Damit geht man nun etwas beruhigter in die Winterpause, wäre der
abstiegsbedrohte Konkurrent von der Ettlinger Allee bei einer Heimniederlage
doch bis auf einen Punkt heran gekommen. Von Beginn
an spürten die Anhänger, dass die Skurjatin-Schützlinge sich der Bedeutung
dieses Jahresabschlusses bewusst waren. Sie gingen konzentriert zu Werke,
wiewohl die nötige Sicherheit noch zu wünschen übrig ließ und die keineswegs wie
ein Absteiger agierenden Gäste die Anfangsphase überlegen gestalteten.

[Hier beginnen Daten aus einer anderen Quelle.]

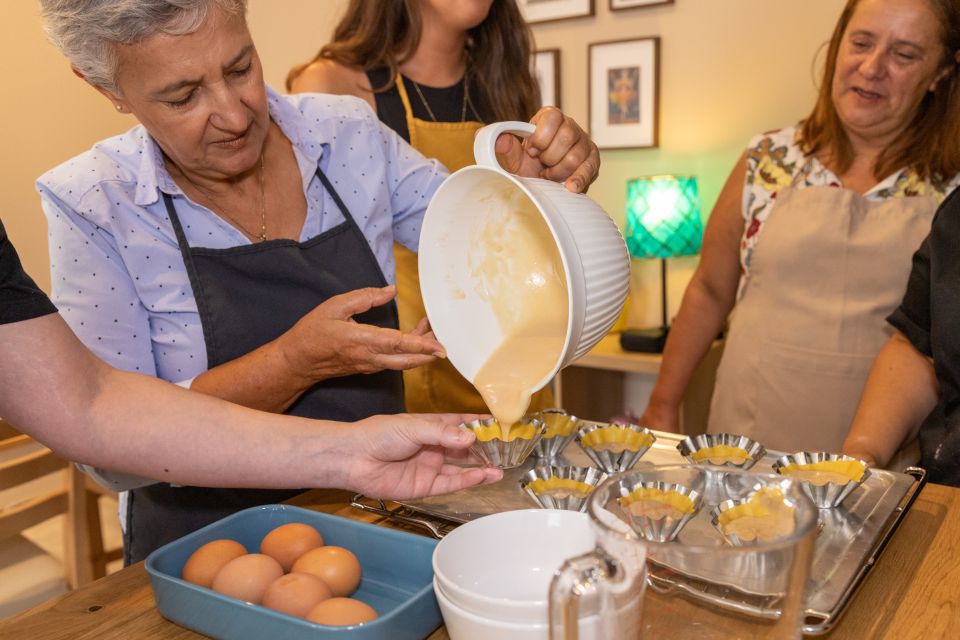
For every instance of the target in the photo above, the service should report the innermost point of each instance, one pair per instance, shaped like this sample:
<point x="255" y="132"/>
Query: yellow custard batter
<point x="522" y="430"/>
<point x="766" y="516"/>
<point x="827" y="471"/>
<point x="721" y="454"/>
<point x="559" y="487"/>
<point x="558" y="424"/>
<point x="616" y="439"/>
<point x="657" y="504"/>
<point x="516" y="267"/>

Allerdings lag die Mehrzahl an Torgelegenheiten auf Seiten der Hausherren.
Simon Schreiber mit einer
Kunstschusseinlage (8.) und nach einem Abpraller (9.) sowie Daniel Arnold, der die Kugel nicht schnell
genug verarbeiten konnte (15.), ließen aufhorchen. Dazwischen sorgte ein
Freistoß von Marco Hernandes, der in der KSV-Abwehr hängen blieb, für etwas
Torgefahr auch auf der anderen Seite (11.) Dann lenkte PSK-Schlussmann Schleicher
einen Flankenball von André Schifferdecker über die Querlatte (27.). Wenig später
setzten sich die KSV-er im Gäste-Strafraum fest. Clemens Panzer schaffte es gegen die vielbeinig verteidigende Abwehr nicht,
drei Mal in Serie den Ball im Tor unter zu bringen (33.). Wie schon zuvor
durften sich die Postler bei ihrem sicheren Keeper bedanken, noch nicht in
Rückstand geraten zu sein. Drei Minuten später war aber auch er machtlos. Einen
von Kapitän Valentin Skurjatin vor
das Tor geschlagenen Ball setzte Mauricio Monteiro
aus kurzer Distanz an den Innenpfosten, von wo er endgültig den Weg ins PSK-Tor
zu 1:0 fand (36.). Es dauerte bis in
die Nachspielzeit des ersten Abschnitts, als zwei Szenen für eine gewisse
Vorentscheidung sorgten. Zwar nahm der quirlige Hernandes das Angebot der
KSV-Deckung an, einen Weitschuss unbehelligt ansetzen zu dürfen, drosch die Kugel
aber weit am KSV-Heiligtum vorbei. Im weiteren Verlauf des direkt nachfolgenden
Abstoßes spielte Arnold einen gezielten
Steilpass in den Lauf von Panzer,
der aus spitzem Winkel Goalie Schleicher buchstäblich in letzter Sekunde zum 2:0 überwand. Ohne Anspiel und etwas
geschockt trotteten die Postmänner dann zum Pausenwasser.
Sichtlich
munterer eröffneten sie dann aber die zweite Halbzeit. Sebastian Maier zielte
aus 25 Metern knapp über die Querlatte (51.) und ein Kopfball von Lucas
Leinweber trudelte Zentimeter am Pfosten vorbei (57.). Etwas überraschend zog
dann aber der KSV nach einem schönen Angriffszug auf 3:0 davon. Schifferdecker
legte uneigennützig auf Panzer ab,
der aus acht Metern vollstreckte (64.). Schon kurz darauf lag allerdings der
Anschlusstreffer in der Luft. Hans Schmid grätschte jedoch in Torliniennähe an
einer flachen Hereingabe vorbei (67.). KSV-Hüter Ricardo Assis verspürte dann aber doch Adventsgefühle und gab mit einem
unnötigen Foulspiel im Strafraum den Blau-Gelben Gelegenheit zum Anschluss zu
kommen. Kapitän Alexander Sturm nahm das Geschenk an und verkürzte vom Strafstoßpunkt
auf 1:3 (72.). Den Hausherren nahm
der Gegentreffer einige Zeit die Sicherheit. Viele Ballverluste ließen die
Südstädtler immer wieder ins Spiel kommen, was jedoch allenfalls zu einer optischen
Überlegenheit führte. Und wenn die KSV-Abwehr mal nicht voll im Bilde war,
gaben sich die PSK-Angreifer als zu wenig durchschlagskräftig. Aber auch die
Hausherren ließen die sich bietenden Konterchancen liegen. Panzer scheiterte aus spitzem Winkel erneut an Schleicher (79.) und
Timo Gob verhaspelte freistehend
eine Einschussmöglichkeit (85.). Der letzte Angriff dieses Spiels saß dann aber
wieder. Nach einem weiten Freistoß setzte sich Arnold auf Linksaußen durch und legte quer zu Gob, der überlegt zum 4:1-Endstand
einnetzte (89.).
Aufstellung: Assis – Pfeffinger (74.
Zunftmeister), Decker, Monteiro, Tunggul (83. Justl) – Panzer, Brumm (80. Gob),
Skurjatin, Arnold – Schreiber – Schifferdecker
Schiedsrichter: Harald Seib (SV Horrenberg)
Zuschauer: 35
Tore: 1:0 Monteiro (36.), 2:0 Panzer
(45.+2), 3:0 Panzer 64.), 3:1 Sturm (72. FE.), 4:1 Gob (89.)